Here the plot thickens. Turns out, 'there are currently no HIV test kits authorized by Health Canada for home use.' In other words, our regulator has chosen not to authorize any HIV self-test kits for use by us. Your guess is as good as mine as to why this hasn't happened. Perhaps our draconian and control obsessed public health agencies want to prevent individual access to self-tests. Perhaps there is an assumption by the medical establishment that we're just too daft to administer the self-test. Perhaps there are mistaken assumptions about our ability to cope should the test results give us reasons to be concerned. Countries such as the United States, and the UK as well as quite a few others have given regulatory approval for these test kits. Apparently competent adults are not treated like children in other parts of the world.

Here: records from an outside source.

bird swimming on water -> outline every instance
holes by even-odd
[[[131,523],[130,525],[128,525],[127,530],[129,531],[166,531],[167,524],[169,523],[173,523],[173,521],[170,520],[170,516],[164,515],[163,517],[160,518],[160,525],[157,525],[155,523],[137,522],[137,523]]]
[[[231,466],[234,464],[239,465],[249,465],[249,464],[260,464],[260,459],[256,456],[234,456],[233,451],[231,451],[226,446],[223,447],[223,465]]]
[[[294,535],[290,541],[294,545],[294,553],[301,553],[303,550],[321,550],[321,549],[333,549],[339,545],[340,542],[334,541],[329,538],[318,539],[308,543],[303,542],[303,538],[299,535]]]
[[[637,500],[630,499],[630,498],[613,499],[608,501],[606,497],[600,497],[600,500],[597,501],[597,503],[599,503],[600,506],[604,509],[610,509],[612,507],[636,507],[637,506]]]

So, what about OraQuick's home HIV test? Let's see, here are customer reviews at US pharmacy chain CVS's website. Yep, it's a 5***** product. People who have used it love it. Well, as we all know, people also love homeopathy, so this tells us little about whether a product is good or works. Let's go then to a regulatory agency that, unlike Health Canada, actually does its job. The United States Food and Drug Administration has approved this home test in 2012.

As I said earlier, I don't know why Health Canada is doing such a lousy job on this front and doesn't evaluate and approve HIV home test kits. They work, they are known to be used widely and they serve to make people more knowledgeable about their HIV status who might - for reasons best known to them - do not wish to inform our Public Health Agency of their HIV status. These people are put off testing by the need to see a doctor and get a script to get tested for HIV. This obviously undermines important public health objectives. Fewer people at risk for HIV infection will get tested. Some HIV positive people will remain ignorant of their status and likely pass on the virus to sex partners. It is public health foolishness not to make access to HIV testing as easy as possible. This, of course, conflicts with the never-ending control freakery public health professionals are notorious for.

I understand why Health Canada needs to act on unregistered products being sold in the country. However, there are products and products. This particular product has been approved for use by a serious, better resourced and arguably better functioning regulatory agency than Health Canada, the FDA. Health Canada has failed for years to test (and approve) this particular product. To now go on a twitter campaign and on an enforcement campaign to prevent the sale of this product in the country suggests seriously wrong priorities at the agency. Meanwhile Canadians tired of this nonsense are at least able to hop across the border, go into any pharmacy they fancy and be treated like actual adults. The product triggering Health Canada's 'compliance and enforcement' activities is on the shelves there. Apparently Health Canada has the resources to engage in compliance and enforcement this-n-that, testing and approving sensible products? Not so much.

How about focusing on actual bogus products or products known to be harmful?